I want filesystem-level snapshots for my SMR HDD, used mainly as a data backup and archival disk. Is BTRFS suitable for this job? Any alternatives?
I currently use rsync incremental snapshots (on ext4 partition), but BTRFS is more space efficient and covers the whole filesystem.
Edit: this is the HDD in question:
=== START OF INFORMATION SECTION ===
Model Family: Western Digital Blue Mobile (SMR)
Device Model: WDC WD10SPZX-60Z10T0
Serial Number: WD-WXQ1AA8ENJ47
LU WWN Device Id: 5 0014ee 65e7e7f1b
Firmware Version: 04.01A04
User Capacity: 1,000,204,886,016 bytes [1.00 TB]
Sector Sizes: 512 bytes logical, 4096 bytes physical
Rotation Rate: 5400 rpm
Form Factor: 2.5 inches
TRIM Command: Available, deterministic
Device is: In smartctl database 7.3/5319
ATA Version is: ACS-3 T13/2161-D revision 5
SATA Version is: SATA 3.1, 6.0 Gb/s (current: 6.0 Gb/s)
BTRFS is relatively new in the everyday world, and I am still observing. There have been cases where the file system was filled up then even though files were removed and space freed up the nodes were not available for use without running a cleanup process on the btrfs file system.
To me it still seems a little less reliable than ext4, though promising in the long run.
1.) take a read-only snapshot of a subvolume (maybe create a subvolume before)
2.) use btrfs send ... | btrfs receive ... to send the volume to a different location
if you search the internet, you’ll find guides, like to the following:
no, because it depends who you ask.
Btrfs is used in OpenSuse and, for example, at Facebook’s data centers for quite a while. If you ask there you will certainly get a different answer from when you ask people who have lost data on Btrfs.
“Btrfs had ZBD support added in Linux kernel 5.12, and it already writes mostly sequentially due to the CoW nature.”
SMR drives like to write continuously, and are sensitive to overwriting data, so CoW should be a clear advantage compared to ext4 or xfs.
So, if you really can’t avoid the SMR drive(s), better use Btrfs…
Also, you need backups anyway, so don’t waste too much time worrying about SMR and the filesystem. Once the SMR is dead, your next drive can be CMR again
It came with the laptop and if it wasn’t me checking SMART status I wouldn’t have noticed it’s a SMR drive (it also makes sense why this HDD has TRIM). I will switch to BTRFS then, thanks!
Personally I would never recommend that BTRFS be used on an SMR drive.
There is a major difference in the data storage and any potential faults of btrfs will only be greatly exacerbated by the SMR technology.
I use only HDDs with CMR tech. They are higher priced, but speed and durability are greatly improved.

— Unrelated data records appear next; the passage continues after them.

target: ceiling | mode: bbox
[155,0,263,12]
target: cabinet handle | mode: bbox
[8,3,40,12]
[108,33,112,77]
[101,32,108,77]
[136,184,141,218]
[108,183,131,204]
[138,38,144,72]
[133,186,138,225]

This shows that the data is in overlapping (shingled) layers, and writing to a lower layer requires removing the data from the overlapping layers, writing the lower layer of data then restoring the overlapping layers of data. It seems the top layer is written first, then lower layers added as needed.
Even for the most reliable of file systems it involves an excessive amount of time for this type of writing and each layer has a chance of data corruption as it is read then rewritten. The more data on the drive, the more this type of writing is required. The more layers used the less space available in each layer.
For example, if the tech uses 3 layers, then for a 1TB drive there is only about 330 GB available in each layer. Or for 4 layers then each layer would be only 1/4 the total drive space.
Yes, that is supposed to be handled by the drive firmware, but even the manufacturers only recommend those drives for home use and sell drives with CMR tech for NAS or data center use.
Thanks for the info. I’m using the disk as a backup and the amount of data I have isn’t large. The disk has been in service for 3 years and it’s SMART status haven’t reported uncorrectable errors, so I’m probably fine using it.
Edit: I switched back to ext4, rsync incremental snapshots should be enough for my use case.
(Ironically this was supposed to be a boot disk, I can’t imagine how slow something like Windows would be on such disk, plus the extreme wear due to write amplification).